• 1948 – 1953

    Comenius University Philosophical Faculty in Bratislava (musicology and aesthetics)

  • 1953 – 1989

    one of the first staff members of the Institute of Musicology at the Slovak Academy of Sciences (from 1953 in the Department of the History of Music in the Institute of Musicology of the Slovak Academy of Sciences; from 1973 in the Musicology Section of the Art Scholarship Institute of the Slovak Academy of Sciences; from 1979 head staff scholar)

  • 1988 – 1990

    head of the Musicology Section of the Art Scholarship Institute of the Slovak Academy of Sciences, concurrently external pedagogue at the Academy of Musical and Performing Arts and the Comeniius University Philosophical Faculty in Bratislava

In the field of research he focused on the field of musical history, addressing the topics of Great Moravia’s musical culture, musical medievalistics, renaissance and baroque music, questions of the genesis and basis of Slovak national music in the 18th and 19th centuries.

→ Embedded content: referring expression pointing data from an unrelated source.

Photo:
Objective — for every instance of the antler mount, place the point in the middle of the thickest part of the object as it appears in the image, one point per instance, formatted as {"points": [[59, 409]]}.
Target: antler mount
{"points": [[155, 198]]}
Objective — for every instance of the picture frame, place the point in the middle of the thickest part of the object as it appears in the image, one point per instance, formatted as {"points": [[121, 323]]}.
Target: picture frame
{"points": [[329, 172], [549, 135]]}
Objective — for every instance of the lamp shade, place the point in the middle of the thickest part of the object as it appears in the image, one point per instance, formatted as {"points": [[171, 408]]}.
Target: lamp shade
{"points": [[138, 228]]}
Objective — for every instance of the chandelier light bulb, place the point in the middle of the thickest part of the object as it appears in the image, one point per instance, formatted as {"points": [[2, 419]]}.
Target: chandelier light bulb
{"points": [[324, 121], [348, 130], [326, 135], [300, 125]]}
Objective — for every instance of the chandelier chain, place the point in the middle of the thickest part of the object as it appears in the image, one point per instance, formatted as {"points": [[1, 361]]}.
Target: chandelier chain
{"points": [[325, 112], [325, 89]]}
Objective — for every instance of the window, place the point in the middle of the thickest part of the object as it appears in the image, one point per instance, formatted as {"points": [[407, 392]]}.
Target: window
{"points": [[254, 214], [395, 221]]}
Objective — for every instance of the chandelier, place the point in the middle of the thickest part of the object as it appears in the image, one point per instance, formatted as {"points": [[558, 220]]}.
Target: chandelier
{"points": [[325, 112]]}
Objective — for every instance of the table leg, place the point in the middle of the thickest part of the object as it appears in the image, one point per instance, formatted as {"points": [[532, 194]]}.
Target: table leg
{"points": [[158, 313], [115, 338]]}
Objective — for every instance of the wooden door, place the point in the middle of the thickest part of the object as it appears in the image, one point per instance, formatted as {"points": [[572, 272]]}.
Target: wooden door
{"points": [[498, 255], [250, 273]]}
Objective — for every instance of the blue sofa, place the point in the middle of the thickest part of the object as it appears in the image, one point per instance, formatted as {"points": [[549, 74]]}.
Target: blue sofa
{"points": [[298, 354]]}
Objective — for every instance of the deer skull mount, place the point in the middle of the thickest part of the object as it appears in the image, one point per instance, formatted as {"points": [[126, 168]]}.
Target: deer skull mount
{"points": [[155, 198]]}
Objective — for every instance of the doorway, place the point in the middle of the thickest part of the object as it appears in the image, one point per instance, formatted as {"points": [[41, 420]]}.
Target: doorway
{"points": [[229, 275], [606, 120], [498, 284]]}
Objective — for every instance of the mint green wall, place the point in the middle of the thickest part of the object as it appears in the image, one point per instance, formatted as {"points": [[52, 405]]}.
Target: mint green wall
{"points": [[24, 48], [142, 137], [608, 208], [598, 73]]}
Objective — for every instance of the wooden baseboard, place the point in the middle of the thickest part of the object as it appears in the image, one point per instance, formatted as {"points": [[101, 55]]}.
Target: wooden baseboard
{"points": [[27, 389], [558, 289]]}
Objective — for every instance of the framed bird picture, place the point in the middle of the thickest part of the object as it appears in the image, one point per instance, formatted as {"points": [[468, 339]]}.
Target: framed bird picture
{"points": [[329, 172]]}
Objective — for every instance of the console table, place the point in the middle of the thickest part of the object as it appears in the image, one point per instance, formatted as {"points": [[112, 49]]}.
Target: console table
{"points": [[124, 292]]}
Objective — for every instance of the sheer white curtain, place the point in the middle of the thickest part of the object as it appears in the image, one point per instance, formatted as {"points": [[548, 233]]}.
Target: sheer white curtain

His studies on leading Slovak musicians, including Ján Šimrák, Samuel Capricornus, Štefan Monetarius-Cremnicianus, Zachariáš Zarevutius and Ján Kusser sen., became model scholarly monographs in Slovak musical historiography. In these he used his practical experience from his own archival research work with Slovak sources, which he compounded with a wealth of knowledge from his systematic study of the foreign professional literature in his book Vývoj európskeho notopisu (The Development of European Music Script, 1982), enriched with excepts from his transcription of sources of Slovak origin.

The culmination of his scholarly research was the project Dejiny hudobnej kultúry na Slovensku (History of Musical Culture in Slovakia), which he formulated in collaboration with colleagues in the Slovak Academy of Sciences at the beginning of the 1980s and presented in practice in a unique work of original synthesis, Dejiny hudobnej kultúry na Slovensku I. Stredovek, renesancia, barok (History of Musical Culture in Slovakia I. Middle Ages, Renaissance, Baroque 1984). He devoted himself also to the solution of theoretical problems of musical historiography. He elaborated a modern conception of Slovak musical historiography, based on a universalist and culturological conception of musicology as a philosophico-historical discipline. In his last synthetic work he presented an actual systematisation of musical historiography, and a characterisation of its subdisciplines and scholarly methods.  

He is the author of publicistic scripts, having worked on a number of radio and television music programmes.

He was a member of a number of Slovak and international musicological councils: the Academic Council of the congress Musica Antiqua Europae Orientalis; Academic Council of the edition Musicalia Danubian; member of the International Musicological Society and Internationale Arbeitsgemeinschaft für Hymnologie. For many years he was an academic editor and contributor to Slovak musicological symopsia and journals, including Hudobnovedný sborník, Hudobnovedné štúdie, Musicologica Slovaca, Hudobný archív and Slovenská hudba, and he was academic editor of the music text edition Stará hudba na Slovensku (Old Music in Slovakia).